Pulling her close, Jeremy hushed her and leaned back against a tree, his head falling on the bark with a dull crunch. “When he gives up, I’ll take you home.”
Celia pressed into him, tucking every exposed part of herself inside the warm cocoon of his protection while she fought to control her breathing. And like that, they waited. It was impossible to know exactly how long, but when Jeremy began to whisper, Celia felt like she was being summoned from another deep slumber.
“When we grow up, I’ll never hit you or our kids. I promise.”
There was a crush of pine needles; then a thick, calloused thumb hooked deeply into Jeremy’s left cheek while the other four fingers dug into his right, forcing his jaw into a wide part, his lips into a misshapen pucker.
If Celia had breath, she would’ve screamed.
“Boy,” Dennis Hill slurred, reeking of liquor. “I told you to stay in the goddamn house.”
As the words dribbled like sludge from his father’s lips, Jeremy was winched off his feet by his cheeks.
Dennis turned to Celia, who felt as though she might never breathe again. “You get on home, girl.
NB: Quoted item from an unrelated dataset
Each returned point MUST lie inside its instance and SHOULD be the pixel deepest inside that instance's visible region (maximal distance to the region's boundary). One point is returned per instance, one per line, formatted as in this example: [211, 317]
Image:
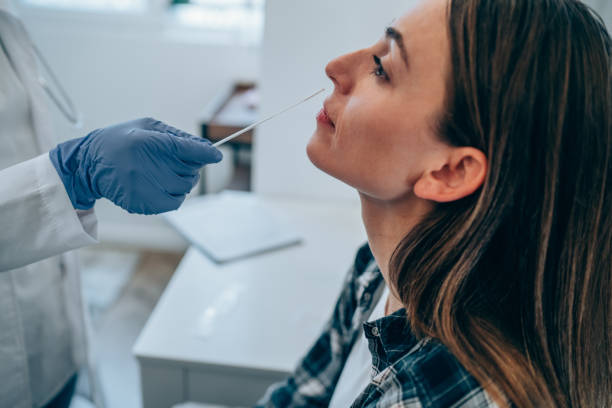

Your dad’s looking for ya.”
He released Jeremy and smacked the back of his head with such force that the boy stumbled forward, nearly falling. But Jeremy caught himself and, without faltering another step, set off for home.
It was then that Dennis Hill kicked his son so violently in the back that the boy flew forward through the air before crashing chin first into the ground.
Celia’s mind retreated, inexplicably, to a memory of her parents in their study, comforting each other with tender, deferential kisses . . .
“Stop it!” she screamed out, launching into a sprint. She rammed her right heel into Dennis Hill’s knee as he spun around to face her. With a bellow, he doubled over, and the rush of adrenaline gave Celia a deceptive sense of power. “Stop hitting him!” she screeched, slapping wildly at his head. “Stop it! Stop it! St — ”
A large, adult hand clutched her throat. Celia clawed at this new, unexpected source of distress: thick, rough fingers that wouldn’t budge. Seconds passed, and she was losing her rational mind as rapidly as she was losing the oxygen from her already-troubled lungs.
The leviathan was going to kill her.
“You don’t do that,” Dennis growled as he rose to loom over her. He tightened his hold on her windpipe and shook. “You hear me?”
Then she was free, gasping for air from her knees. One of her palms slammed to the ground as the other moved to shield her throat. There was a racket all around that concluded with a thud.
Celia twisted around. There, against a pine several yards away, clutching at his flannel shirt, sat a wide-eyed Dennis Hill. The terror distorting his handsome features instilled in Celia the very same terror, and her feet pedaled at the ground, readying to run.
The only barrier between her and the threat was Jeremy, who stood with his buck knife clutched tightly in his fist.
Celia rasped out his name, but he never turned. Instead, he dropped to his knees, one after the other, watching as his father exhaled a slow, listless breath, then slumped face-first into the dirt.